Amazon today announced that it has opened the second data center for its AWS cloud computing service in Europe. The new Frankfurt region follows in the footsteps of the company’s operations in Ireland, which launched back in 2007.

The Frankfurt region sports two availability zones (compared to the three zones in Ireland) in two separate data centers with independent power, cooling, and physical security. It offers access to almost all of Amazon’s cloud computing services, including EC2, S3 and DynamoDB. Missing, however, are tools like ElastiCache, SimpleDB and Amazon WorkSpaces.

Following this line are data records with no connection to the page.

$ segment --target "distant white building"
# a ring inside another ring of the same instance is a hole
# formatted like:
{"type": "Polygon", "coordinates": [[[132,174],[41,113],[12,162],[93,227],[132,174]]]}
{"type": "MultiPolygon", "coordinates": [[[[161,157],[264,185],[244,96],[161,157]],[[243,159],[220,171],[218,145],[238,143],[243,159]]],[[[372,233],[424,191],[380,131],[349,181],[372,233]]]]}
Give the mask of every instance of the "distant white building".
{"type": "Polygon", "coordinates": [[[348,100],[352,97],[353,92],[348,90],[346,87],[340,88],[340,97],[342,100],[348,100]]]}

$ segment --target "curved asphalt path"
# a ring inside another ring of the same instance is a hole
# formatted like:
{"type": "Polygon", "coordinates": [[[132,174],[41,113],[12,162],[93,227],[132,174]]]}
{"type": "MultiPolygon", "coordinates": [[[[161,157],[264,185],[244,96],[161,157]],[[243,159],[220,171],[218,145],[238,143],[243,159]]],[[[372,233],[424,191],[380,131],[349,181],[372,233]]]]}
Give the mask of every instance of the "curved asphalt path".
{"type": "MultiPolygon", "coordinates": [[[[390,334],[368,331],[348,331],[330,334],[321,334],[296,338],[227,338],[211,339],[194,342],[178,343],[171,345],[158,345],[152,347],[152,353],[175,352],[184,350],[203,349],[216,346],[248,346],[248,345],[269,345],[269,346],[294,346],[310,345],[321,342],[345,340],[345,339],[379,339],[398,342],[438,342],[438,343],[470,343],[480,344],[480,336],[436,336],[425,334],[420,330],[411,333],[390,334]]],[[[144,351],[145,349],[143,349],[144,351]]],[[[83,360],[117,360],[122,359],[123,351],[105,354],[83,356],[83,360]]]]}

console_region_menu_frankfurt_1While this launch of Amazon’s eleventh region may seem rather minor, it does offer a number of benefits to European developers (and those who want to offer their services in Europe). With Frankfurt’s more central location, this region will likely offer slightly lower latency from many locations. Steve Midgley, the head of AWS for Europe, the Middle East and Africa, tells us that he believes customers in the Nordics, as well as the Middle East and Russia will prefer the Frankfurt region for latency regions. He also stressed that Frankfurt features one of the world’s largest Internet exchanges.

More importantly, though, it now also gives developers the option to run their services in two geographically separate regions in Europe while still being able to ensure that their data never leaves the European Union. While Amazon’s Irish data center has a pretty good track record with regard to availability (even though it’s not perfect, either), having a second region to fall back on will give businesses an extra degree of redundancy.

There are also some companies in Germany that have internal policies that state that data isn’t allowed to leave the country. Those organizations will now be able to choose Amazon’s platform for the first time.

In tune with Germany’s green image, the Frankfurt data center is also the company’s first carbon neutral facility outside of the U.S.

Update: we updated this post to reflect that the two availability zones in Frankfurt are physically separate from each other.